It doesn't take much to future-proof, but I suppose it depends on how one uses LR.
First, the images themselves are never stored in LR's catalog, but rather referenced by filename. So even if LR and its database disappeared tonight, I wouldn't actually lose any of my image files.
Second, I've configured LR to sync its metadata to the original image files. In my case those are TIFF files (the result of processing Imacon FFF "raw" scan files). In looking at the original files for images I just happened to upload to Flickr tonight, I can see that the TIFF files have the keywords, ratings, location, and other metadata that I added in LR. So while that's saved in LR's database for efficiency, it's also replicated in the individual image files as fairly standard TIFF tags.
The main thing I'd lose is the adjustments and manipulations that I applied using LR tools. Actually, I wouldn't lose them entirely: at least some of that information seems to be saved in the TIFF files, too: running 'exiftool' on one of those files gives me many tags that look related to the (minor) adjustments I performed. I'm not sure whether complex operations, like masking or healing/cloning, are stored as metadata. But I don't really do major manipulations on my images anyway. Others may work differently.

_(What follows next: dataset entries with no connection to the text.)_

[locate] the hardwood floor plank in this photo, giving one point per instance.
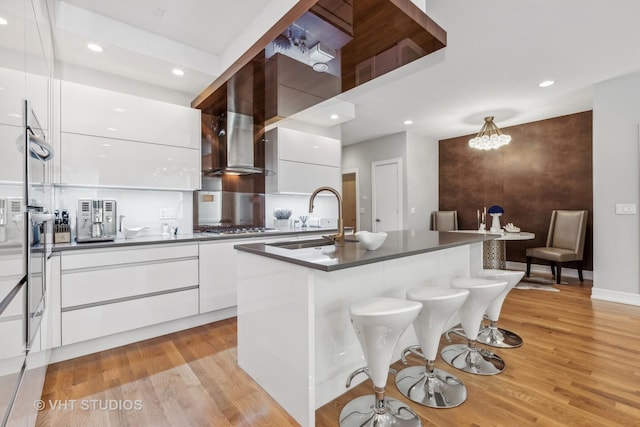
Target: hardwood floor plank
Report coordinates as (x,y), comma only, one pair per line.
(579,365)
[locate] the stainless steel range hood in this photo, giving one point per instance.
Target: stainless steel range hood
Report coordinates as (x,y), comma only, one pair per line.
(235,131)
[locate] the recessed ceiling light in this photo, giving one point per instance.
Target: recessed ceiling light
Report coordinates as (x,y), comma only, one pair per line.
(320,67)
(95,47)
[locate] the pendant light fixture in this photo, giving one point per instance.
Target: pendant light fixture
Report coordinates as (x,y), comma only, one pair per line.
(490,136)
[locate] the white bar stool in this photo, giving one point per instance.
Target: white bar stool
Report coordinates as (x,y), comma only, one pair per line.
(427,385)
(378,323)
(467,357)
(492,335)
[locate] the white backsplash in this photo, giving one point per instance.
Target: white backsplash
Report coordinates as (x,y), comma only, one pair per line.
(326,206)
(141,208)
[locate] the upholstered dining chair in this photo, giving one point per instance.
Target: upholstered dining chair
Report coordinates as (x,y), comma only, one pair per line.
(444,220)
(565,242)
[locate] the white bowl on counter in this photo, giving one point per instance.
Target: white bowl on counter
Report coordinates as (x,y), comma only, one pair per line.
(130,233)
(371,241)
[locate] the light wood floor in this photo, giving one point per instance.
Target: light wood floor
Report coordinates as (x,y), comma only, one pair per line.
(579,366)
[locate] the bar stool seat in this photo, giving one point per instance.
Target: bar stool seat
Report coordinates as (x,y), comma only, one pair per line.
(492,335)
(378,323)
(428,385)
(467,357)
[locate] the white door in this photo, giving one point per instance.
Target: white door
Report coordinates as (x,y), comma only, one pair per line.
(387,195)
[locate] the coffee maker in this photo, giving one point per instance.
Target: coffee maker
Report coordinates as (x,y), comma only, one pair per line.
(10,219)
(96,220)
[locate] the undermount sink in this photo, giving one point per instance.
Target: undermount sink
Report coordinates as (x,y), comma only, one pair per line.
(302,244)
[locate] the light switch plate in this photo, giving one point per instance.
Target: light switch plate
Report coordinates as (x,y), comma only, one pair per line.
(626,209)
(167,213)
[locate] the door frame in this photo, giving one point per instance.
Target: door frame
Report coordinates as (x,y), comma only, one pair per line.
(398,161)
(356,172)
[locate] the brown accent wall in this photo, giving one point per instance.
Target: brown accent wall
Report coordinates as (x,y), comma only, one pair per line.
(547,166)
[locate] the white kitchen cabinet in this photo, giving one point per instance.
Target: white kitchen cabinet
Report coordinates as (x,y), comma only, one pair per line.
(93,111)
(107,319)
(94,161)
(218,272)
(217,275)
(108,291)
(301,161)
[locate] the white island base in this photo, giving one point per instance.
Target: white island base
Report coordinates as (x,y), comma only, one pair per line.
(295,337)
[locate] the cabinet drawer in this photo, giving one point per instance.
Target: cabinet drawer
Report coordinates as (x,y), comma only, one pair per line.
(93,111)
(94,286)
(99,321)
(106,257)
(94,161)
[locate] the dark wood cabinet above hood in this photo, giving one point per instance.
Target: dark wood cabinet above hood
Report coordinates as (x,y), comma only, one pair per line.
(373,28)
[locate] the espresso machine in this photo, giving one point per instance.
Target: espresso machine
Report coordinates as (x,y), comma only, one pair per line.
(96,220)
(10,219)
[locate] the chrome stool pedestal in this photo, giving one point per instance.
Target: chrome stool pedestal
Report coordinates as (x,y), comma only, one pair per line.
(496,337)
(492,335)
(469,358)
(430,386)
(378,323)
(426,384)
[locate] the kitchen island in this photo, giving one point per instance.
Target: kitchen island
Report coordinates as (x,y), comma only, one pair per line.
(294,333)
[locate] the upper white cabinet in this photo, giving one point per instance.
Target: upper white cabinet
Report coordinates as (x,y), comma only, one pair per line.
(301,161)
(88,110)
(110,139)
(93,161)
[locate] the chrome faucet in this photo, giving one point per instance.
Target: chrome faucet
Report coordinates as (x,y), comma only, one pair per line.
(338,238)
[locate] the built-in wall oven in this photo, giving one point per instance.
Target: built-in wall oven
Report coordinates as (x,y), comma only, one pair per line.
(25,244)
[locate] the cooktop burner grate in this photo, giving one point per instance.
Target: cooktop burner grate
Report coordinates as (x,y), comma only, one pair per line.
(223,230)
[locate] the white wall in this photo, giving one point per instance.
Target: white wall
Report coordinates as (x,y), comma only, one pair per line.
(616,238)
(360,156)
(422,181)
(420,174)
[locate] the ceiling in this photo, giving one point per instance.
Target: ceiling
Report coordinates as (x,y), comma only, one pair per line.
(497,52)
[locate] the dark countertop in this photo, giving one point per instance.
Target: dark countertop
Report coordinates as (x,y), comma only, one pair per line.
(187,237)
(397,245)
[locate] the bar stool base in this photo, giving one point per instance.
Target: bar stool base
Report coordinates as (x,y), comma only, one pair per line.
(499,337)
(360,412)
(441,391)
(472,360)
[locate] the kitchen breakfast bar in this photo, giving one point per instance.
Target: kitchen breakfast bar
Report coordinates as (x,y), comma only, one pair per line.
(294,332)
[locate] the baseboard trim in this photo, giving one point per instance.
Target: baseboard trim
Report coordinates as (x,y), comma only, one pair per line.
(544,269)
(615,296)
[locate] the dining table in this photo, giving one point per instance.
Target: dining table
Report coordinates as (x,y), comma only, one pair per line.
(494,252)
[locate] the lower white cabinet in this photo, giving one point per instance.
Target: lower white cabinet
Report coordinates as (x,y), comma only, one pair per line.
(108,291)
(218,286)
(111,318)
(218,272)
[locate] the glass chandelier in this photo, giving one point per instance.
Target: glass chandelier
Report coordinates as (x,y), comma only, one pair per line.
(490,136)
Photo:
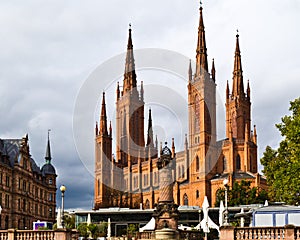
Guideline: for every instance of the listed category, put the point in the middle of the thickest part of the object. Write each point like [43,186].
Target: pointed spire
[103,119]
[213,71]
[255,135]
[118,91]
[190,72]
[96,129]
[238,85]
[150,131]
[246,133]
[110,129]
[48,150]
[142,91]
[186,142]
[173,148]
[227,91]
[129,75]
[124,124]
[201,52]
[248,89]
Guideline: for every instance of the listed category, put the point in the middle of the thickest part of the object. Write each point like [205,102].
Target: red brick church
[129,177]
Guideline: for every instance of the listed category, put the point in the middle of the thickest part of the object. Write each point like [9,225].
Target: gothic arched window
[238,162]
[197,194]
[197,164]
[185,200]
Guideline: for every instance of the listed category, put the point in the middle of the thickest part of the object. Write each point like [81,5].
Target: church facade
[130,177]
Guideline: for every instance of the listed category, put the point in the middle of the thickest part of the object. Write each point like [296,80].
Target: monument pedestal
[166,233]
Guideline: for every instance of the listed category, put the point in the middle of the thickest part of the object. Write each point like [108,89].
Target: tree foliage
[241,194]
[282,166]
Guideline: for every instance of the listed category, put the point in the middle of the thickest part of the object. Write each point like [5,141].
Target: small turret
[103,118]
[238,85]
[213,71]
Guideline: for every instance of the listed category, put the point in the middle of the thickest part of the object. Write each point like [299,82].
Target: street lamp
[62,189]
[225,183]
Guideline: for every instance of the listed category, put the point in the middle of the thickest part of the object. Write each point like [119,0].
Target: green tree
[282,166]
[241,194]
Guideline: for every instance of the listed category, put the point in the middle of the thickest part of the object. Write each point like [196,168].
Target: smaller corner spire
[227,91]
[48,150]
[150,131]
[201,51]
[213,71]
[142,91]
[173,148]
[248,89]
[129,45]
[103,118]
[190,71]
[118,91]
[254,135]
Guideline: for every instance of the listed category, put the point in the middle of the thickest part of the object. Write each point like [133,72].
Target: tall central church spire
[238,85]
[129,75]
[201,52]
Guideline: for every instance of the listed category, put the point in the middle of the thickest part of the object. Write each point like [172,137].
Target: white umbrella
[221,213]
[108,228]
[206,222]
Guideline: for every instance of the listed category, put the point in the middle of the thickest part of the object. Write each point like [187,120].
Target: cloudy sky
[48,50]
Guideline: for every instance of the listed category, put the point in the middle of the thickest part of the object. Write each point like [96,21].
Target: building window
[147,204]
[197,164]
[238,162]
[224,164]
[185,200]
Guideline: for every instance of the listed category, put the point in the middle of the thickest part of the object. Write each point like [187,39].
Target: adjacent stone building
[27,192]
[130,177]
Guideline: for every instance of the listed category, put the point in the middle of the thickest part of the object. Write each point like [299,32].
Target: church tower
[103,159]
[202,115]
[129,113]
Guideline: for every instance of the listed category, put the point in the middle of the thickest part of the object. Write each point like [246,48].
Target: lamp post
[225,183]
[62,189]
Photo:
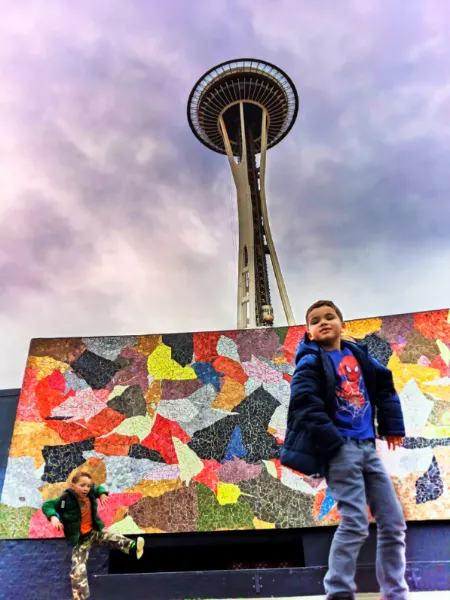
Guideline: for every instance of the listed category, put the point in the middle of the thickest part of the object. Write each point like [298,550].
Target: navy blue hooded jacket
[312,437]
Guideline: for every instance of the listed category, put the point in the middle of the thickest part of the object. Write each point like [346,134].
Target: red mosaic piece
[230,368]
[105,421]
[160,438]
[205,346]
[434,325]
[70,431]
[47,397]
[27,409]
[293,337]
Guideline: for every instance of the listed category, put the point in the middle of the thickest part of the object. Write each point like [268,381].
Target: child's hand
[56,523]
[394,441]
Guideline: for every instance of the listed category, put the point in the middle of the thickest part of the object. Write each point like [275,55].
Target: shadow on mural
[185,430]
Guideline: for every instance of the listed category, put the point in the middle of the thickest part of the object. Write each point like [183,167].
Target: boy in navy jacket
[337,392]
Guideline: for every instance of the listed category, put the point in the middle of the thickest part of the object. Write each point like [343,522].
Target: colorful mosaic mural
[185,430]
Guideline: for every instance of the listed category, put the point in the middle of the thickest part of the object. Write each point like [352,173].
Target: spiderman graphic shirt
[353,408]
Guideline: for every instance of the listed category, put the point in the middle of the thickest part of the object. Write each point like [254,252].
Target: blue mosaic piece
[207,374]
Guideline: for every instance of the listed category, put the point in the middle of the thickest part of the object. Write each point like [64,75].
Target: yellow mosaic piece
[362,327]
[161,365]
[45,366]
[405,372]
[127,526]
[118,390]
[271,468]
[228,493]
[441,392]
[444,350]
[262,524]
[152,397]
[231,394]
[30,438]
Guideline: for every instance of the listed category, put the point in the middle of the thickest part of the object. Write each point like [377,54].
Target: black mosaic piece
[273,502]
[430,486]
[182,347]
[95,370]
[255,413]
[378,348]
[131,403]
[212,442]
[61,460]
[140,451]
[419,442]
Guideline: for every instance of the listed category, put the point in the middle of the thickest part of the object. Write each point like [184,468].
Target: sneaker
[140,543]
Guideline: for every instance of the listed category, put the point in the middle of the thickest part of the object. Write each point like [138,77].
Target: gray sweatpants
[356,477]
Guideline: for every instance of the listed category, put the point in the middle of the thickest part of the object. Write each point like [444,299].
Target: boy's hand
[394,441]
[56,523]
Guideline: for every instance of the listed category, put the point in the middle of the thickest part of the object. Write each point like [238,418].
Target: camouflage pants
[80,554]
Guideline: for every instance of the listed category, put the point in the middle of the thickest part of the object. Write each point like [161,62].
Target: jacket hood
[73,492]
[307,346]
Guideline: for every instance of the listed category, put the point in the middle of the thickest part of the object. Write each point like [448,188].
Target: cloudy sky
[114,219]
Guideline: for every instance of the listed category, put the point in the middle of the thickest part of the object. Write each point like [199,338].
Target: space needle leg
[273,254]
[246,300]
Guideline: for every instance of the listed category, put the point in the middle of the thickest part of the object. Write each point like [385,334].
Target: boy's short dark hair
[321,303]
[76,478]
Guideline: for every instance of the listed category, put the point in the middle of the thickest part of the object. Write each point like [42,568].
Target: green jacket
[67,509]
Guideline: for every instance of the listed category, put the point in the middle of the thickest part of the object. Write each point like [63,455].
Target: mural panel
[185,430]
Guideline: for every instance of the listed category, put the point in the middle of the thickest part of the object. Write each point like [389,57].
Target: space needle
[241,108]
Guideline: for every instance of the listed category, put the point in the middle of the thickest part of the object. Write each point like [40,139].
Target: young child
[75,513]
[337,391]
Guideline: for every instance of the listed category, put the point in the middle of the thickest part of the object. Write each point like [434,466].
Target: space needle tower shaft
[242,108]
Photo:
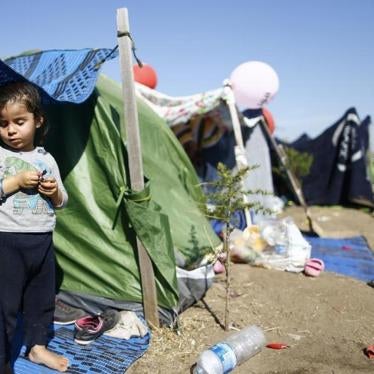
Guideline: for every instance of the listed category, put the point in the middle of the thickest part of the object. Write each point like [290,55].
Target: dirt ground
[326,321]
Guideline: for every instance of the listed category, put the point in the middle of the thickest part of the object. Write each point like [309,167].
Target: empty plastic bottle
[223,357]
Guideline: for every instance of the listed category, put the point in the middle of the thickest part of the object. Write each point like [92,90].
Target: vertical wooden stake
[135,158]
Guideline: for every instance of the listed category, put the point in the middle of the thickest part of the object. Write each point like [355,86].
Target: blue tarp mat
[350,256]
[105,355]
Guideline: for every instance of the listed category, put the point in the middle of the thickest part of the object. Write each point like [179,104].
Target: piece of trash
[295,337]
[277,345]
[369,351]
[323,218]
[313,267]
[370,283]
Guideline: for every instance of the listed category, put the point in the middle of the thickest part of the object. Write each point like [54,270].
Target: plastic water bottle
[223,357]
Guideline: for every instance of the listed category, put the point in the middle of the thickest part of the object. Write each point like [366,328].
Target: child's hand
[28,179]
[48,186]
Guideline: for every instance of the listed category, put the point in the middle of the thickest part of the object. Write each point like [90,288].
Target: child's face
[18,126]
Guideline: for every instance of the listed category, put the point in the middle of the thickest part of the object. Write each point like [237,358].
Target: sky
[321,50]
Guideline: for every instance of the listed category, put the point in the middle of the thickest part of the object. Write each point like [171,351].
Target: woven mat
[105,355]
[349,256]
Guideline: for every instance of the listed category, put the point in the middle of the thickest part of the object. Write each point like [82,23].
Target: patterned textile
[62,75]
[105,355]
[176,110]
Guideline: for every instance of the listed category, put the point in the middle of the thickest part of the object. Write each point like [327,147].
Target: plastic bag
[287,250]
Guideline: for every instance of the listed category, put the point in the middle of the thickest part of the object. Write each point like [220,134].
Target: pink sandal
[313,267]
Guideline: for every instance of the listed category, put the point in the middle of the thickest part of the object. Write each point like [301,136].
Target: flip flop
[313,267]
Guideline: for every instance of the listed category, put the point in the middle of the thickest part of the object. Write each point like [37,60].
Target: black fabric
[338,174]
[27,278]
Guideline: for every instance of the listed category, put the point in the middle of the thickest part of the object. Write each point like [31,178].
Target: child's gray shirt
[26,210]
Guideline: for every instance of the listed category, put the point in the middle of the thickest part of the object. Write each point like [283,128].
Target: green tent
[95,233]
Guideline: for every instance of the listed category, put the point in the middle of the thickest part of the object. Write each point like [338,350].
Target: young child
[30,191]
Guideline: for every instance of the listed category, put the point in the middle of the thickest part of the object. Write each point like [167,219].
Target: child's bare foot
[41,355]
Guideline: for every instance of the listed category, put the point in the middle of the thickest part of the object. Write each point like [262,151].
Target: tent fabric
[338,174]
[96,233]
[97,257]
[62,75]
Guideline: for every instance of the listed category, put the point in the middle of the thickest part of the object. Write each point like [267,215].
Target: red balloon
[269,119]
[145,75]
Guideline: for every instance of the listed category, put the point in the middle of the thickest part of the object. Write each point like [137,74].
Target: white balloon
[254,84]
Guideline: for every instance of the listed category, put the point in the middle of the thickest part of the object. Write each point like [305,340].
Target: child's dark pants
[27,285]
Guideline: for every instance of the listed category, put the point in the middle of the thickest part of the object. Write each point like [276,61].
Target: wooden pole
[131,128]
[230,102]
[281,154]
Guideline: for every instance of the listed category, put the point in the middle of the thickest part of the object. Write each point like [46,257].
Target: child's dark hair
[27,94]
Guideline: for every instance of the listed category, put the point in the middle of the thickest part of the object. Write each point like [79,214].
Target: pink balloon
[254,84]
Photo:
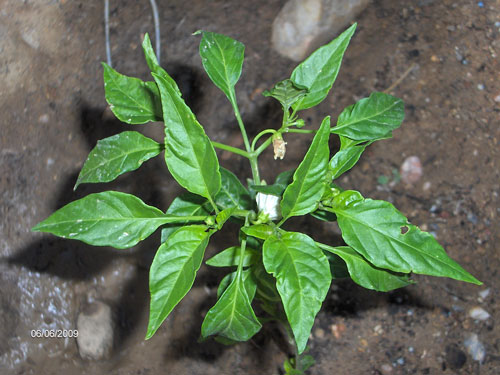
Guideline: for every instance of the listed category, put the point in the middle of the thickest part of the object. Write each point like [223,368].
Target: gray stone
[303,25]
[95,331]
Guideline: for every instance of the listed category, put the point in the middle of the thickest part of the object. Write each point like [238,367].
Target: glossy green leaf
[303,278]
[286,93]
[130,99]
[383,236]
[232,316]
[345,159]
[116,155]
[232,193]
[309,180]
[231,257]
[366,274]
[371,118]
[248,281]
[222,58]
[318,72]
[279,186]
[261,231]
[189,154]
[110,218]
[187,204]
[153,65]
[173,271]
[224,216]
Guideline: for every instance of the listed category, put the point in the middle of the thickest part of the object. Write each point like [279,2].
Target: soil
[53,112]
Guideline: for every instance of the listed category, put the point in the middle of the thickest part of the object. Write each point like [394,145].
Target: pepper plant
[284,275]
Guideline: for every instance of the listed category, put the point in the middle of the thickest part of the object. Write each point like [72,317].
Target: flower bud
[269,205]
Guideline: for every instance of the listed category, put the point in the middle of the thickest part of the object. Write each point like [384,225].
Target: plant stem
[232,149]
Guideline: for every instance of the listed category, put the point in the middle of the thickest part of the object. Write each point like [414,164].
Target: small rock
[484,293]
[455,358]
[95,331]
[478,313]
[475,348]
[303,25]
[386,369]
[411,170]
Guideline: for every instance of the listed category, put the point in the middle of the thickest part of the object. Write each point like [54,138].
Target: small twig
[400,79]
[106,32]
[156,19]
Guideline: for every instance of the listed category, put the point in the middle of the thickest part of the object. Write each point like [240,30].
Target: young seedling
[285,274]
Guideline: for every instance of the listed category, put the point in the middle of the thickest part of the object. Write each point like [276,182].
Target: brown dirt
[52,106]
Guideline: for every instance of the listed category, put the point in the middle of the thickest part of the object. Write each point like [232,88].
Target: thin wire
[106,32]
[156,19]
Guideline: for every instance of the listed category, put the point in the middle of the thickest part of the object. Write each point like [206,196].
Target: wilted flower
[269,205]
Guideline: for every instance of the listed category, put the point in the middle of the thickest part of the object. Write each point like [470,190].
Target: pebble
[386,369]
[411,170]
[475,348]
[478,313]
[95,331]
[303,25]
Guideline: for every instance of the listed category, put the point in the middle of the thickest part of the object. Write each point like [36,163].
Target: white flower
[269,205]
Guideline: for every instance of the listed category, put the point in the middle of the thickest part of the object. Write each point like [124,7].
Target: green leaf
[187,204]
[232,193]
[224,216]
[261,231]
[116,155]
[130,99]
[189,154]
[222,58]
[231,257]
[319,71]
[304,193]
[302,277]
[345,159]
[286,93]
[232,316]
[173,271]
[371,118]
[279,186]
[110,218]
[366,274]
[248,281]
[383,236]
[153,65]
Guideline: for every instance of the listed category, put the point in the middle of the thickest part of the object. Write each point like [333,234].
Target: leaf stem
[232,149]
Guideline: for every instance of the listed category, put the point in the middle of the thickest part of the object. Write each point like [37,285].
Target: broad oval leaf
[371,118]
[232,193]
[286,93]
[366,274]
[173,271]
[222,58]
[130,99]
[189,154]
[345,159]
[303,278]
[249,282]
[232,316]
[187,204]
[231,257]
[382,235]
[318,72]
[304,193]
[116,155]
[110,218]
[279,186]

I suppose the biggest loss would be the project-specific information: the collections, the images within those collections, their order, etc.
Finally, in response to polyglot's reference to "proprietary" formats, the LR database *is* an SQL file -- SQlite, to be specific, which is an open-source database. I wouldn't want to be the one to reverse engineer that file and its schema (structure), but it's theoretically possible.